Surgery for Nonresectable Metastatic Colorectal Cancer

Fig. 15.1
Results of chemotherapy: CT scan demonstrating. (a) Tumor burden prechemotherapy treatment; (b) tumor burden postchemotherapy treatment

The efficacy of FOLFOX and FOLFIRI has been confirmed in large single-center series. These regimens are considered effective in facilitating hepatic resection in selected, initially nonresectable patients. Increasingly, however, the trend is to use a combination of three chemotherapy agents (all cytotoxic agents or two cytotoxic agents and one biologic agent). For example, in the phase III CRYSTAL trial, which included 1,217 patients, combined use of cetuximab with FOLFIRI (5-fluorouracil, irinotecan, leucovorin) increased response rates (59 % vs. 43 %, P = 0.004) and PFS (HR 0.68, CI 0.50–0.94, P = 0.02) in patients with K-ras wild-type (wt) tumors and increased R0 resection rates of patients with initially unresectable metastatic CRC (4.8 % with FOLFIRI + cetuximab vs. 1.7 % with FOLFIRI alone [includes both K-ras wt and mutant tumor status]) [16]. The OPUS trial has obtained similar results (FOLFOX ± cetuximab vs. standard chemotherapy alone). The response rate in patients with K-ras wild-type tumors was 61 % with the addition of cetuximab vs. 37 % with standard chemotherapy [17]. Another randomized phase II multicenter study (the CELIM study) of cetuximab plus FOLFOX6 or cetuximab plus FOLFIRI in the neoadjuvant setting of nonresectable metastatic CRC confined to liver found response rates of 68 % in the FOLFOX6 arms and 57 % in the FOLFIRI arms. In a combined analysis of both arms, response rate was 70 % in patients with wild-type K-ras tumors. R0 resections were performed in 34 % of patients [18].

In addition, surgeons have begun to examine combinations of three times cytotoxic chemotherapy plus antibody treatment with bevacizumab or cetuximab. Randomized trials have shown that combination of a biologic agent with an oxaliplatin- or irinotecan- based regimen can increase efficacy and also the rate of secondary resection of metastatic lesions [19]. The combination of cetuximab with a chronomodulated FOLFOXIRI regimen resulted in an 85 % response rate and a 75 % resection rate.

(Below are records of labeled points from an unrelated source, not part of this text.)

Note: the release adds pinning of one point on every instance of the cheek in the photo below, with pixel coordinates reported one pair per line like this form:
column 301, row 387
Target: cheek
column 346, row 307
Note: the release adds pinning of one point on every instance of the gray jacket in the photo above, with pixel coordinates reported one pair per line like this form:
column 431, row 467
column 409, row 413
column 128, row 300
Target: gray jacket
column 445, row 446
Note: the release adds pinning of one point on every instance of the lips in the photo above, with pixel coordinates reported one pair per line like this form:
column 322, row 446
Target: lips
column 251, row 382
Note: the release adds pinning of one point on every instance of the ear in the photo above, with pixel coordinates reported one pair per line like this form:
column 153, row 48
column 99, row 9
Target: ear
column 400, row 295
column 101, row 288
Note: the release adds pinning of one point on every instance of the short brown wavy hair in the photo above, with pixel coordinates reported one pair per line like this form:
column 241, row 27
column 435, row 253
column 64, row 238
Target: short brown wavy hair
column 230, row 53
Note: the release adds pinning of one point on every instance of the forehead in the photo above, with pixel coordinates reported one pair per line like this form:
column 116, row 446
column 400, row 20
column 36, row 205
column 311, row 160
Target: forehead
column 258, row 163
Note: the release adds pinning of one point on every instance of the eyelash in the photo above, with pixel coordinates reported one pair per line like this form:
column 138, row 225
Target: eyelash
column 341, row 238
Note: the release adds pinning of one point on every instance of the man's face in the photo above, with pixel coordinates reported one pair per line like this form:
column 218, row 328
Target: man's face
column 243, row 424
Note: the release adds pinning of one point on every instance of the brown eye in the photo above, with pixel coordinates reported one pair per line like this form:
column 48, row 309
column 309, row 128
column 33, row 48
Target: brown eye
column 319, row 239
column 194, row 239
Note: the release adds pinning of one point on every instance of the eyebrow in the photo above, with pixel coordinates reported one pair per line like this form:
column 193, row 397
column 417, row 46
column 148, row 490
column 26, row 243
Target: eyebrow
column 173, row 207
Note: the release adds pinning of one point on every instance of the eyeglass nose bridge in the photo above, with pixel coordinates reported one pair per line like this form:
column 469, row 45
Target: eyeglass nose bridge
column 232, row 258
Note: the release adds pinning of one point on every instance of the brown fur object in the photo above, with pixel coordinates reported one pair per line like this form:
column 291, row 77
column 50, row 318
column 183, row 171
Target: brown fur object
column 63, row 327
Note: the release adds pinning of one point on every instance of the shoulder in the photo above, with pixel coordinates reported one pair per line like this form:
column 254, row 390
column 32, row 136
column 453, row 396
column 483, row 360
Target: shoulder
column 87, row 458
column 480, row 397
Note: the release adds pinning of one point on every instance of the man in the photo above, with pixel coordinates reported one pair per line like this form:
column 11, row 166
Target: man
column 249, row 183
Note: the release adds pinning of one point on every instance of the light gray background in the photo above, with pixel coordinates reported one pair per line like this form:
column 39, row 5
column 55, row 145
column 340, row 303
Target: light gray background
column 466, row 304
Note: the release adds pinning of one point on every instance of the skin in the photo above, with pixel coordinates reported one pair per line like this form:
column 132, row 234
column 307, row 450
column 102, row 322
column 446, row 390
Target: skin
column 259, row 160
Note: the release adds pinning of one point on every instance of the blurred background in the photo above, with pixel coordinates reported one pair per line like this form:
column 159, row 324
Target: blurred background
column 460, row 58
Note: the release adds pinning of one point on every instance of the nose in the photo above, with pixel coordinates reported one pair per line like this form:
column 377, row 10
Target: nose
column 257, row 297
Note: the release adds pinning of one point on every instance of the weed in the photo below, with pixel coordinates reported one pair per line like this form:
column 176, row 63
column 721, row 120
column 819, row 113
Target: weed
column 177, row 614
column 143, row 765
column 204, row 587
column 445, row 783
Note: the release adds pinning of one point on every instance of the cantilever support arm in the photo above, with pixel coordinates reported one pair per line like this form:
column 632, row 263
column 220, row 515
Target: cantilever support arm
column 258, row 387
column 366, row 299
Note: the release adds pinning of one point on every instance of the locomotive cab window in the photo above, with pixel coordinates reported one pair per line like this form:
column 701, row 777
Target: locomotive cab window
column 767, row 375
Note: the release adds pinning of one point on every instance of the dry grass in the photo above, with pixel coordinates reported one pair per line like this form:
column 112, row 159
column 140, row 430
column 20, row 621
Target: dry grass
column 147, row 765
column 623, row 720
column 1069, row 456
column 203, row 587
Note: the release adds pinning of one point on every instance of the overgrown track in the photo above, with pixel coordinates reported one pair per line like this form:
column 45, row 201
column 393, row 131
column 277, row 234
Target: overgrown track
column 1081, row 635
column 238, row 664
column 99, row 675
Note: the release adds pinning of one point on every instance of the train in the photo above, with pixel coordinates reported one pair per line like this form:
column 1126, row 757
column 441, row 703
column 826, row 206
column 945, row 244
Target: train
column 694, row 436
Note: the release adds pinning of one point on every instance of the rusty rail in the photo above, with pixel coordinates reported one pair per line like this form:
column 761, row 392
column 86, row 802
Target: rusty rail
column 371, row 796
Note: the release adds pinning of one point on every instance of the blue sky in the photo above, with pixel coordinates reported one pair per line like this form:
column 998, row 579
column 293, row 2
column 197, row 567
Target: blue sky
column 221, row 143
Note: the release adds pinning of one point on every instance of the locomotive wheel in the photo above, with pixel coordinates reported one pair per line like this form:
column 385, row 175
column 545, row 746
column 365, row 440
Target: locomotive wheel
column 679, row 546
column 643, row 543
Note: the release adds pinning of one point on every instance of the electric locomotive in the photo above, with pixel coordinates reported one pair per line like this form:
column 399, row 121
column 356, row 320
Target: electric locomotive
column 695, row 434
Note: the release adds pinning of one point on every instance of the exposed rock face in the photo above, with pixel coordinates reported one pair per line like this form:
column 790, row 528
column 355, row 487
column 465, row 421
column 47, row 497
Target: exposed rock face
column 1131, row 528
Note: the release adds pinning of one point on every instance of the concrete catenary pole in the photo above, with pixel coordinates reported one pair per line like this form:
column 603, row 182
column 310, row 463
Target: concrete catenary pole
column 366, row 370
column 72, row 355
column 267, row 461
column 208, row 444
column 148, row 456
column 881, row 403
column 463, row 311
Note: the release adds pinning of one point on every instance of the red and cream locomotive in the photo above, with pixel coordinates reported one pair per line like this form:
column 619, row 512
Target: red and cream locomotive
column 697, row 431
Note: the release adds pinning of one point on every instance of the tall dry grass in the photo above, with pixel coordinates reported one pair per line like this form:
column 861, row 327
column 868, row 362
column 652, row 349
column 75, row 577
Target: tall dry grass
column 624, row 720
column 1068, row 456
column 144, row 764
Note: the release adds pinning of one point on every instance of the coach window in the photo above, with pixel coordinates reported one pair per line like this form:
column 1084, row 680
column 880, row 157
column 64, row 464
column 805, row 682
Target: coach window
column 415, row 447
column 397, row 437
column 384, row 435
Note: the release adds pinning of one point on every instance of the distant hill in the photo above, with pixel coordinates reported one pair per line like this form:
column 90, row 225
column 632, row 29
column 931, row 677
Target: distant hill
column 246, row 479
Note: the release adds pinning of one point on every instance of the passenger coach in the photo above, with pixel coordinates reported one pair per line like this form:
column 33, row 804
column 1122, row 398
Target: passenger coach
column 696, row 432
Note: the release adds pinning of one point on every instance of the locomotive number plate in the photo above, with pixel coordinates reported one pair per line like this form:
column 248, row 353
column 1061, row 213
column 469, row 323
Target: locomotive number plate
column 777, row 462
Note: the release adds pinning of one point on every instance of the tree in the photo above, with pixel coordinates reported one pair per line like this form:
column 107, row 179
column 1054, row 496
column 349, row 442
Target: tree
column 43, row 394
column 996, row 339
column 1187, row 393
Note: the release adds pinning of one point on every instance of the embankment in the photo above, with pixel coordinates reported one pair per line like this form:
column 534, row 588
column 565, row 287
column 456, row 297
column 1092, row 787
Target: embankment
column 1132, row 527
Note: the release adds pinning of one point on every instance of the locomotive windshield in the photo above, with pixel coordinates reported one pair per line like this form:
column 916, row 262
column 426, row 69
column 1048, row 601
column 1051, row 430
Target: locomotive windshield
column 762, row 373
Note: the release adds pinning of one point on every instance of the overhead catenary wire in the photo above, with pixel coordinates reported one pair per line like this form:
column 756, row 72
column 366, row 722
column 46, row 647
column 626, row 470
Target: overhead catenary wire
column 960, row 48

However, dose reduction was necessary because of unacceptable rates of diarrhea, and a less conservative definition of nonresectability was used [20]. Further studies are needed to show an advantage over FOLFOXIRI or chemotherapy plus cetuximab.

As for initially nonresectable CRLM to conventional systemic therapy, a number of studies have shown very significantly results. A retrospective study evaluated 151 initially nonresectable CRLM patients to first-line conventional chemotherapy, who then underwent combining therapy with cetuximab [21]. After a median of six cycles of combining therapy with cetuximab, 25 (16 %) of those patients underwent surgery. After a median of 16 months follow-up, 23 of the 25 patients (92 %) were alive and 10 (40 %) were disease-free. Median OS durations from initiation of cetuximab therapy were 20 months and PFS durations were 13 months. Similarly, in a single-arm study, initially unresectable CRLM patients to tritherapy with fluorouracil/leucovorin, irinotecan, and oxaliplatin, 82 % of patients could have R0 resection. Complete clinical remission rate postoperative was 79 %, and 2-year survival rate was 83 % following triple cytotoxic chemotherapy [22]. Intra-arterial Chemotherapy

The interest in using intra-arterial chemotherapy in neoadjuvant setting has also progressively increased as it has been demonstrated to have a high response rate in both the first- and second-line settings. In a Clavien et al. study, 6 (26 %) of 23 previously treated patients were induced resectability using HAI-FUDR with or without leucovorin. The actuarial 3-year survival rates were 84 % for neoadjuvant therapy responders compared to 40 % for nonresponders [23]. In a Memorial Sloan-Kettering hospital study [24], 44 patients with extensive liver metastases using HAI-FUDR and dexamethasone plus oxaliplatin-based systemic chemotherapy as part of two phase I trials in 44 extensive liver metastases patients. The study population in this trial had a high number of patients with more than four metastases, metastases greater than 5 cm, more than 25 % liver involvement with tumor, a CEA level greater than 10 ng/dl, and previous chemotherapy exposure. Despite these negative parameters, the objective response rate was 82 %; therefore, 9 (20 %) of the 44 patients underwent complete gross resection of tumor and a median survival for all patients of 26 months. The current, original data from several clinical trials using the oxaliplatin or irinotecan via HAI have been promising.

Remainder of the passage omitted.